Votre équipement de sécurité peut vous sauver la vie, c’est pourquoi il ne faut pas lésiner sur la qualité. Sur la liste, on retrouve le DVA (détecteur de victimes d’avalanche), une pelle et une sonde. Cet ensemble vise à secourir les autres. Pour soi-même, on peut ajouter un sac à dos airbag qui permet de rester à la surface en cas d’écoulement.

 

Observations sur le terrain pour prévenir les risques en hors-pistes

Grâce aux indices de risque avalanche et aux informations complémentaires apportées par le BRA, vous vous êtes décidé sur un itinéraire sans danger. À l’approche du lieu de départ, prenez le temps d’observer les signes d’avalanches récentes, de rechercher des coulées de neige sur votre tracé ou à proximité.

Si vous en repérez, prenez garde ! Ce sont des zones à risque.

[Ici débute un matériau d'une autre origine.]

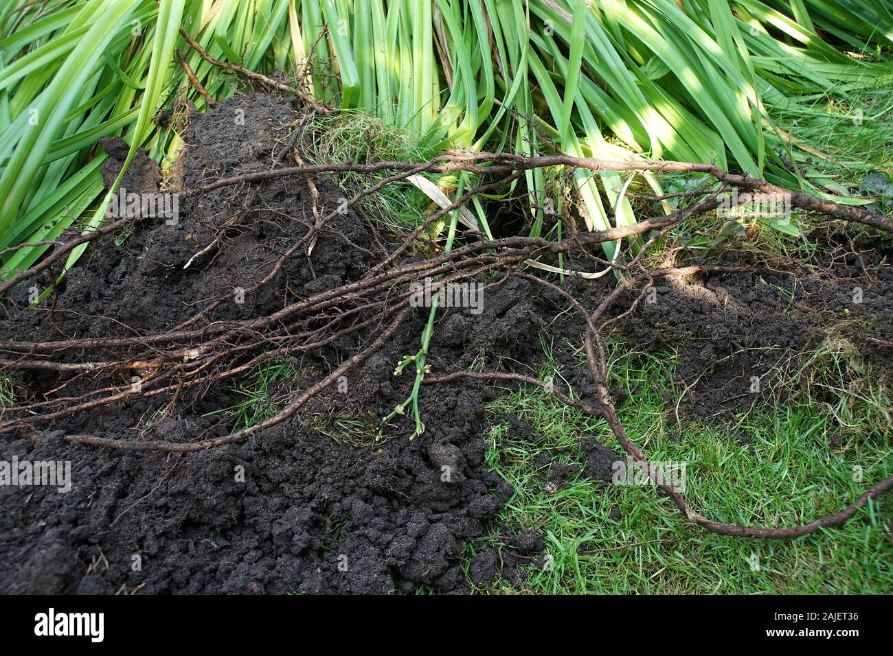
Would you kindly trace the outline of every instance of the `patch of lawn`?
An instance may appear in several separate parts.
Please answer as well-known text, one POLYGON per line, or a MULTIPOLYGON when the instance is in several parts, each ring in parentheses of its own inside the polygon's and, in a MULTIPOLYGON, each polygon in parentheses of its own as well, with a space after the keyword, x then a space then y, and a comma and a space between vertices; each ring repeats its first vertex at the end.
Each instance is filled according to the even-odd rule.
MULTIPOLYGON (((722 426, 677 426, 663 398, 672 392, 674 365, 672 356, 615 358, 613 384, 630 394, 619 414, 653 462, 686 463, 686 496, 706 517, 764 526, 808 522, 849 505, 893 469, 893 433, 879 415, 884 406, 877 405, 890 407, 882 388, 831 403, 805 398, 722 426), (841 418, 840 408, 849 416, 841 418)), ((540 375, 560 373, 547 364, 540 375)), ((478 592, 893 593, 889 494, 842 527, 789 542, 717 536, 689 524, 652 486, 605 485, 582 474, 556 490, 547 485, 549 468, 538 470, 536 457, 545 453, 553 462, 577 462, 582 437, 625 458, 604 421, 538 388, 512 392, 488 408, 488 463, 514 490, 494 533, 537 528, 545 551, 527 566, 520 587, 497 578, 478 592), (513 436, 505 421, 511 414, 543 439, 531 444, 513 436)), ((470 555, 488 544, 511 548, 490 538, 470 545, 470 555)))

L’avalanche a pu se déclarer d’elle-même ou être engendrée par le passage d’un skieur. La prudence est de mise.

Autre point à surveiller : la neige fraîche. Est-elle due à de récentes précipitations ou a-t-elle été soufflée là par le vent ? Sa stabilité ne sera pas la même.

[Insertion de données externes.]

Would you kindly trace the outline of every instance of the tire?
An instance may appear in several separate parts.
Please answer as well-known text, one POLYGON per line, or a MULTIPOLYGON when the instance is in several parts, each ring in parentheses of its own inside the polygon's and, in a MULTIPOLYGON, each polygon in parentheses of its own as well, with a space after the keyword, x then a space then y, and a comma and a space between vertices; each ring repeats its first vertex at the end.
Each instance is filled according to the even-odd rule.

snowboardeur dans la poudreuse

Enfin, une fois sur place, testez la qualité du manteau neigeux ainsi que la présence de couches fragiles enfouies. Positionnez-vous afin de ne pas être emporté en cas d’écoulement et sondez la neige au bâton. C’est là toute l’utilité du « planté de bâton » ! Si la résistance est uniforme, la neige l’est tout autant. Si, en revanche, vous plantez normalement et soudainement, le bâton « plonge », c’est-à-dire qu’il s’enfouit d’un coup, alors une couche fragile se trouve sous la poudreuse. Le passage d’un skieur peut amorcer une rupture et décoller une plaque.

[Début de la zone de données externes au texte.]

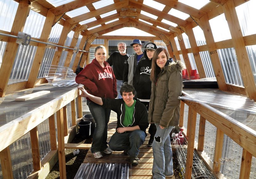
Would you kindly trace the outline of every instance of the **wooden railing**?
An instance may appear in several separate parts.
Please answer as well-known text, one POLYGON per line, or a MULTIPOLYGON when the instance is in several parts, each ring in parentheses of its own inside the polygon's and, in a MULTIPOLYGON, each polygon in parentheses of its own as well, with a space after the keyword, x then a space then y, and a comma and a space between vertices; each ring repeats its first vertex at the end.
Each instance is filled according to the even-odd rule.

Dernier point pour une sortie hors-piste en toute sécurité, il vous reste à identifier des échappatoires possibles en cas de pépin. Notez que pour les passages difficiles, un seul skieur passe à la fois, pour éviter que tout le groupe soit emporté par une avalanche. De plus, prenez des repères clairs car votre perception de l’espace sera bien différente une fois au milieu des champs de poudreuse que vu d’en haut.

 

Danger avalanche : quand les chiffres parlent

En moyenne, les avalanches tuent 30 personnes par an. Dans la majorité des cas, les freeriders skiaient par risque 3 (45 %) et risque 4 (29 %). Ce chiffre tombe à 16 % pour le risque 2. Dans 87 % des accidents, ce sont les pratiquants eux-mêmes qui ont déclenché l’avalanche. Point positif : en respectant les indices et le BRA et en sondant la neige avant toute sortie hors-piste, vous limitez au maximum les risques.

 

Faire du freeride ne s’improvise pas. Les journées « peuf », c’est comme les vagues, il y en aura toujours d’autres à venir. Il est préférable de bien se renseigner sur les risques d’avalanche avant toute sortie hors-piste, et sachez que Go Sport Montagne vous aidera à compléter votre attirail du parfait freerider. Si les conditions ne sont pas réunies, il faut savoir renoncer. Vous ne vous ennuierez pas pour autant, même sans skier, nous vous avons concocté le top des activités à faire en montagne si vous ne skiez pas. 

 

Les trois points-clés à retenir :

– J’étudie avec intérêt le BRA et les indices de risque d’avalanche pour établir un itinéraire hors-piste loin de tout danger ;

– Je m’équipe du matériel de sécurité indispensable pour me protéger et secourir les autres skieurs. ;

– Je ne sors jamais seul pour faire du ski hors-piste.